This is a slightly technical post which I just wanted to put out there to assist anyone who may run into the problem. If you're not using Linux Containers, you can safely skip over this post.
While using lxc, you may find that certain LXC commands fail to run properly which means you are unable to run various lxc utility commands like lxc-stop
or lxc-ls
. If you're running lots of containers on a host (like we do with Viaduct), you need to identify which container is causing issues.
To do this, you need to find which container is causing the command to hang. To do this, you can use strace
on the command which is hanging.
strace lxc-ls --fancy
If this is caused by a crashed container, you should have hung on a line starting with recvmsg
. Look up a few lines to find the corresponding connect
line. This will look like the below and will contain the name of the container which isn't responding.

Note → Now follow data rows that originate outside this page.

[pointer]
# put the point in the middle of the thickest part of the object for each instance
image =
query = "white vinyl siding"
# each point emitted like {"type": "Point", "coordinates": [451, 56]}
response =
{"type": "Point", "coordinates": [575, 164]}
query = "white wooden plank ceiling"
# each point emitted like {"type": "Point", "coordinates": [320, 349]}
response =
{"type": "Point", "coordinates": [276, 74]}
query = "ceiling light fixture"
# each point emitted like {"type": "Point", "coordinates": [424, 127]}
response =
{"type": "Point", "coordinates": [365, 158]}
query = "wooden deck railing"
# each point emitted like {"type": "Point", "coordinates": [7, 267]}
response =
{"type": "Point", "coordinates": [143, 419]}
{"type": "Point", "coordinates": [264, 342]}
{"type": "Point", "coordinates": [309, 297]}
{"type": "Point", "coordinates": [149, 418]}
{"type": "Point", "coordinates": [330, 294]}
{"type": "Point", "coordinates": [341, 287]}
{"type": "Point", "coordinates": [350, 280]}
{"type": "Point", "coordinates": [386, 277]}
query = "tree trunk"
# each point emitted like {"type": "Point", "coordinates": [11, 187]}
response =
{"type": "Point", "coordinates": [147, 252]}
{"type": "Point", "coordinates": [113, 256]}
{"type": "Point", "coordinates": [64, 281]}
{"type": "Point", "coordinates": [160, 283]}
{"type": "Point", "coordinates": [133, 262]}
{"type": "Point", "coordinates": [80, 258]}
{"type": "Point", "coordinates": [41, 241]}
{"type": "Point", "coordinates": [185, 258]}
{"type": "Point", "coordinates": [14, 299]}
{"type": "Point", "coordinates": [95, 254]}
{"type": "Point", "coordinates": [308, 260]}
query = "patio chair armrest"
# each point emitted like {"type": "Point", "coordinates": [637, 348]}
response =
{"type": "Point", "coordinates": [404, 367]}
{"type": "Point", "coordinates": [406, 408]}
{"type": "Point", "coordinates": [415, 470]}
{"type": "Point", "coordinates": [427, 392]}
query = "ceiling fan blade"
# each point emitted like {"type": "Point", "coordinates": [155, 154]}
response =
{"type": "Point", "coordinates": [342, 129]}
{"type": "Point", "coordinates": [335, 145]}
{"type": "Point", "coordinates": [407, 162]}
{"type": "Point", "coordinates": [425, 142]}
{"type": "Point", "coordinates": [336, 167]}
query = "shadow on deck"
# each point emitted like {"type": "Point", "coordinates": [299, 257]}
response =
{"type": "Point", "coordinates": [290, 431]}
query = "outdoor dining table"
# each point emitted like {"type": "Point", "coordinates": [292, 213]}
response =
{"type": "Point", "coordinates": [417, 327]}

connect(3, {sa_family=AF_FILE, path=@"/var/lib/lxc/name-of-container/command"}, 50) = 0
From here you can determine which container is having issues. To resolve this, you may be able to simply the kill the associated processes. As lxc-stop
isn't working, you'll need to identify the processes using the ps
command on the host machine. The command below will return a list of processes in a tree format allowing you to see which processes belong to a given lxc-start
command. Just send a kill -9
to the child processes to stop the container.
ps axjf